Knights’ experience with the Mexican Wave is a key starting point, yet also one that, for Caan, highlights the disparity between the way law firms and entrepreneurial corporates are run.

“If I’d developed a new concept [like the Mexican Wave] I’d have gone out and done 10 of those by now,” he says. “One of the key challenges is how to replicate that model across 10 clients.”

And while many businesses have embraced Mexican Wave-style models of working for the cost savings they bring, Caan aims to go one step further with Knights, marketing the firm not just as a go-to adviser, but as an in-house adviser too.

“I like the concept of going to organisations and getting them to outsource legal work,” he says. “I’d like to go to corporates and get them to outsource their entire legal function to Knights.”

Build it and they will come

So far, so ambitious, although there is only so much a 140-person firm can do. But at a time when larger firms are cutting staff to maintain or boost profits, the move away from the traditional partnership model has freed Knights up to take on more capacity in preparation for the uptick in work.

“We’ve taken on 10 lawyers in the past two weeks, which has created some nice extra capacity,” says Beech. “We’ve sought to get the capacity first, then we’ll get the work in – we’re now in a position where we can afford to do that.
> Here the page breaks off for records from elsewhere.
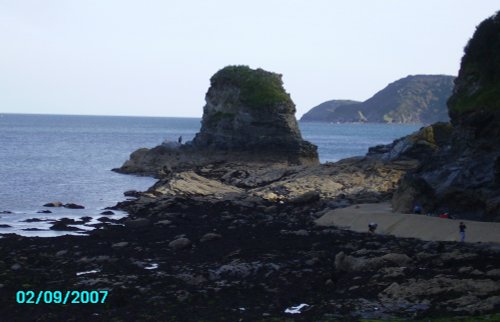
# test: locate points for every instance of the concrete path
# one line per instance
(358, 217)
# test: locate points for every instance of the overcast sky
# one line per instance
(155, 58)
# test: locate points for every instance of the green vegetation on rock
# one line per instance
(478, 83)
(258, 88)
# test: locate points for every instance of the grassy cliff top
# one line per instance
(258, 88)
(478, 83)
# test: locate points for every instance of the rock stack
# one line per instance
(463, 175)
(248, 117)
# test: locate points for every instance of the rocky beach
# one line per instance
(232, 229)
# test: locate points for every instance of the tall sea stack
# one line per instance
(248, 117)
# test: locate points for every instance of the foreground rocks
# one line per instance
(218, 261)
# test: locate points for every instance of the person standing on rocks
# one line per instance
(462, 228)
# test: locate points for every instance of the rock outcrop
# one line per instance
(462, 175)
(413, 99)
(248, 117)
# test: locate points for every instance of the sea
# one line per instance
(67, 158)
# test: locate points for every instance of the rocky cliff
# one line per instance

Firms are often under pressure to utilise as they go, but we’ve got plenty of utilisation.”

That may seem like an odd business decision, especially as there is no guarantee that corporates or other law firms, which have a vast regional market to choose from, would want to punt work Knights’ way.

But Caan has big plans for his move into legal services and, given that one of the firms he is talking to at the moment has just one partner, he believes there is scope to leverage off one portfolio firm to benefit another, whether that be through wholesale consolidation or piecemeal sharing of systems.

Ambitious minds

“There’s no question that the concept of identifying firms that have the same ambitions of scale, size and capital value is something we’re committed to,” he says. “But we’re aware that in law firms, culture plays an important role. Only where we feel there’s the ability to do a real merger would we consider that.”

For Beech, it makes sense to use an investment in one portfolio firm to benefit others.

“We’ll be open to all opportunities,” says Caan. “We’ve got a strong back office as it is and we’ll strengthen that with IT investment. There’s no reason why we couldn’t be using that back office to supply other law firms, whether they’re integrated with our people or not.”

Now all Caan has to do is build his law firm portfolio and watch the empire grow, but that could be the hard bit.

Recognising the differences between investing in a conventional private company and a partnership, Caan acknowledges that the pool of firms he can pick from is limited.

“It comes down to ambition, drive, retention, market share and capital value,” he states. “If a firm doesn’t have those attributes, it doesn’t work. There’s no point trying to make it work because you’d be trying to force a square peg into a round hole.”

For now, that is.

“Financial services was turned on its head when it was deregulated by Margaret Thatcher’s government,” says Caan. “If you look at the commercial scale and size of that industry pre- and post-Thatcher, it’s 10 times bigger today.

“Change takes a long time to implement and you need a change of mindset. Eighty per cent of the market may wait to see what happens, and that’s okay because you never have a tsunami of change. Change takes time and the tsunami comes at the end, but change is coming – the Government has let the genie out of the bottle.”